COMING OUT (9-10-20)
COMING OUT (9-10-20)
Ik heb eigenlijk nooit getwijfeld aan mijn seksuele voorkeur. Mijn vlinders fladderden altijd om iemand van het andere geslacht, ondanks dat er wel seksegenoten geweest zijn die me gevraagd hebben of ik misschien eens een uitzondering kon maken. Maar nee. Ik ben echt zeker weten ‘gewoon’ hetero.
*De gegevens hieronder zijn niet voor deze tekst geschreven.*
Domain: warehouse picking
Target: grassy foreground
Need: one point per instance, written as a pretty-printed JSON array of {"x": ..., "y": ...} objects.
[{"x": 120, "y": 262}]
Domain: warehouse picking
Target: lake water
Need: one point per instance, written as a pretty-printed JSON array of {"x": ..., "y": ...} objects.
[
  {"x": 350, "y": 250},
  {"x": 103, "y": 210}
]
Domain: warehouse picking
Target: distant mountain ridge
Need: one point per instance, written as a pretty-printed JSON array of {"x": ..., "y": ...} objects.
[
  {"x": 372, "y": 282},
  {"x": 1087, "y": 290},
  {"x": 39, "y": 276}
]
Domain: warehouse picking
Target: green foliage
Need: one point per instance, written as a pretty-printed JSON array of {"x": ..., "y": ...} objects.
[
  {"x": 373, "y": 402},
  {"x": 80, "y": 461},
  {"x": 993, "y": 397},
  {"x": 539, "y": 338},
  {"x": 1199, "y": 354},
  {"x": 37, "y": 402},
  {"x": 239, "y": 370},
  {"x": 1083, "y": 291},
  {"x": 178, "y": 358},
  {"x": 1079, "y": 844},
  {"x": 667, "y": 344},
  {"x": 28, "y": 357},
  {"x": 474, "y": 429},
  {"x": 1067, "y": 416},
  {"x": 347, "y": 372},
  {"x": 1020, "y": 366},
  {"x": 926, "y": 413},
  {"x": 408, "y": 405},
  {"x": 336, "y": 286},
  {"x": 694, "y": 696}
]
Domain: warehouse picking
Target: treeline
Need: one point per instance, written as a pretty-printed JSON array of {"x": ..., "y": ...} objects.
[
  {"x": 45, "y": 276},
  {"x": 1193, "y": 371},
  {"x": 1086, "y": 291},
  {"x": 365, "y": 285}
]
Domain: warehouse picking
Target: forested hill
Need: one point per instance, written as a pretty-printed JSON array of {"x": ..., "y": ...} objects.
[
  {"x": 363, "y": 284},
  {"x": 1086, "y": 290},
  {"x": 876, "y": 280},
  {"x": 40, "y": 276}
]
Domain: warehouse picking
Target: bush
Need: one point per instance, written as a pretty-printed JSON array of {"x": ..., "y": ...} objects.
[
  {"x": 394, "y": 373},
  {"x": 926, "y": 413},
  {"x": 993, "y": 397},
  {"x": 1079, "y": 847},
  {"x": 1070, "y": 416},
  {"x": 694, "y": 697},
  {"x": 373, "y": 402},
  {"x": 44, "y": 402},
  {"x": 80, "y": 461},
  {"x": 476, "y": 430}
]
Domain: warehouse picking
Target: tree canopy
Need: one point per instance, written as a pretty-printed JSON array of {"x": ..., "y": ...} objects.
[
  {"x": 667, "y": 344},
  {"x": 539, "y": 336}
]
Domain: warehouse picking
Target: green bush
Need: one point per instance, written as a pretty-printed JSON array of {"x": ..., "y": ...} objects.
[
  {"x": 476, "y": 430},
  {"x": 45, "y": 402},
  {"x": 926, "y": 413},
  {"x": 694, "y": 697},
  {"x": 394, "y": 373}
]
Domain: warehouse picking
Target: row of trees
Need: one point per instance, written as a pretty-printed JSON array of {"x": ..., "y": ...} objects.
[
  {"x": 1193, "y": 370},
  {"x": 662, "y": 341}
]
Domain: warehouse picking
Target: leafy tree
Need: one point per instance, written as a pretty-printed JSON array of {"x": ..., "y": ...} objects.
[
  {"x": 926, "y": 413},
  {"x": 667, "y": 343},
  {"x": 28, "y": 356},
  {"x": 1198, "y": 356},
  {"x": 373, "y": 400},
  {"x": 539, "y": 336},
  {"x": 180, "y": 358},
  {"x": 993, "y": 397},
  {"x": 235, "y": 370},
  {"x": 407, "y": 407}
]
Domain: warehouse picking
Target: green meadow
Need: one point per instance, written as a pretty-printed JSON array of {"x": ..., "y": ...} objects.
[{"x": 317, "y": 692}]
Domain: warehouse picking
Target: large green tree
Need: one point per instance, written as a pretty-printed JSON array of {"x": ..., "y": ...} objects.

Ik heb dus nooit ergens voor uit hoeven komen, mij is nooit gevraagd wanneer ik wist dat ik op jongens viel, er was nooit de donkere wolk van expliciete Bijbelteksten, nooit het hoge woord, nooit het oordeel.
Wel waren er het grootste deel van mijn leven waren allerlei voorkeuren om mij heen. Een dierbare vriendschap die al meer dan veertig jaar duurt. Collega’s in de zorg, en later in de kerk. Gemeenteleden natuurlijk ook. En er is het prachtige verhaal van mijn vriendin, en haar zoon. ‘Als die later met een meisje thuiskomt sturen we hem terug’ zeiden we al toen hij kleuter was. Op een dag was het zover: aan tafel sprak hij zich uit, hij was nog jong toen, veertien of zo. Eindelijk, juichte zijn moeder, en ze feliciteerde hem en zoende hem en ’s avonds kreeg ik het feestbericht in kapitalen: C IS UIT DE KAST GEKOMEN!!!
Een hartverwarmend verhaal ja. Waren alle uit-de-kastverhalen maar zo. Maar het is tegelijk ook een beetje verdrietig. Want de andere zoon hoefde nergens voor uit te komen. Hij was ‘gewoon’. En toen mijn vriendin, jubelend van vreugde, later een oudere collega aansprak omdat ze haar blijdschap wilde delen, met de woorden: jij bent toch ook homo? deinsde hij, mét zijn hele weerbarstige levensverhaal, terug: niet zo luid, en niet zo feestelijk!
Nou ja. Dat dus. Omdat het weerbarstig is, en niet altijd feestelijk. Omdat ik geloof in een inclusieve samenleving en een inclusieve kerk. Omdat ik mij dat geloof niet laat afnemen. Omdat ik zo graag zou willen dat iedereen ‘gewoon’ is. Gewoon mens voor God. Zoals ik zelf mens voor God mag zijn, met al mijn eigen weerbarstigheden. Daarom dus. Wappert aanstaande zondag bij de kerk die ik dien de regenboogvlag. In verbondenheid met alle bijzonder gewone mensen.